Jeremy Siek: The Work Horse of PL Theory: Structural Induction

The main idea in the Crash Course post was that we can define infinite sets and relations by giving a list of rules (some of which are recursive), that is, by giving an inductive definition. Such inductive definitions are used everywhere. In the crash course we used them to define the syntax of the language, the operational semantics, and the type system.

Once you define a programming language, the next step is to implement an interpreter or compiler and write lots of programs. The point of this, from the design point of view, is to make sure that your definition actually matches your intuitions about how your language should behave. Once you're reasonably happy with the definition of the language, you might want to gain further confidence in the design by proving that the language has the properties that you think it should. For example, you might want reduction to be deterministic, so you would try prove that for each program there is one unique reduction sequence. Another property that you might want is type safety, which means that values aren't misused but also includes things like memory safety (no segmentation faults, buffer overruns, etc.).

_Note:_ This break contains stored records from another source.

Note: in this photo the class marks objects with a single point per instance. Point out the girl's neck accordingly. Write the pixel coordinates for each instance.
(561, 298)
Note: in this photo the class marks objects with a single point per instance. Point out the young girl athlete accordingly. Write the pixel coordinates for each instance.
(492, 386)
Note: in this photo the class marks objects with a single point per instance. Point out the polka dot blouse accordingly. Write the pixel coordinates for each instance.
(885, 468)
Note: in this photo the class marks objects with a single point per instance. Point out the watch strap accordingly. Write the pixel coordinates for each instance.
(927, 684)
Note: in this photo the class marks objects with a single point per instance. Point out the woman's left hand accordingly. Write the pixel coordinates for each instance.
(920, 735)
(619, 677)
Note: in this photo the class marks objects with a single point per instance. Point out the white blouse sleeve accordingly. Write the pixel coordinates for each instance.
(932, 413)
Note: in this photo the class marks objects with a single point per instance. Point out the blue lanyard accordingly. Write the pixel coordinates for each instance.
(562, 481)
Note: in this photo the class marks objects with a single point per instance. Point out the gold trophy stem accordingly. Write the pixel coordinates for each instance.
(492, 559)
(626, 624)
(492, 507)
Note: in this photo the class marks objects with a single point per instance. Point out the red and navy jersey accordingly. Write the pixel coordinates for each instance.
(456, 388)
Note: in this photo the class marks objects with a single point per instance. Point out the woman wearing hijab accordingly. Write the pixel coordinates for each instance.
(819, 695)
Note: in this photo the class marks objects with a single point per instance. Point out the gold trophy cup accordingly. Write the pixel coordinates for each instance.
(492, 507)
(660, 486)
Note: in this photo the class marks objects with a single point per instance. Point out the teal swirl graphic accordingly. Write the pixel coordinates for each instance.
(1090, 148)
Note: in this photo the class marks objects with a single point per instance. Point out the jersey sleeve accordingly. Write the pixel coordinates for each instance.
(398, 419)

It may seem rather daunting to consider proving something about all possible programs. After all, there's an infinite number of them! Fortunately, if we use inductive definitions to specify our languages, then there's a proof technique called structural induction that we can use to prove things about them.

A Simple Example

Let's begin with an example of using structural induction on the relation $R$ that we defined in the Crash Course. Recall that this relation was defined by the following two rules.

$(0,1) \in R$ .
For any natural numbers $n$ and $m$ , if $(n,m) \in R$ , then $(n+1,m+1) \in R$ .

Also recall that we had informally described this relation as mapping each natural number to its successor. The following is the formal version of that statement. $\forall x\, y.\, (x,y) \in R \to y = x + 1$ Now how would we go about proving this statement mathematically?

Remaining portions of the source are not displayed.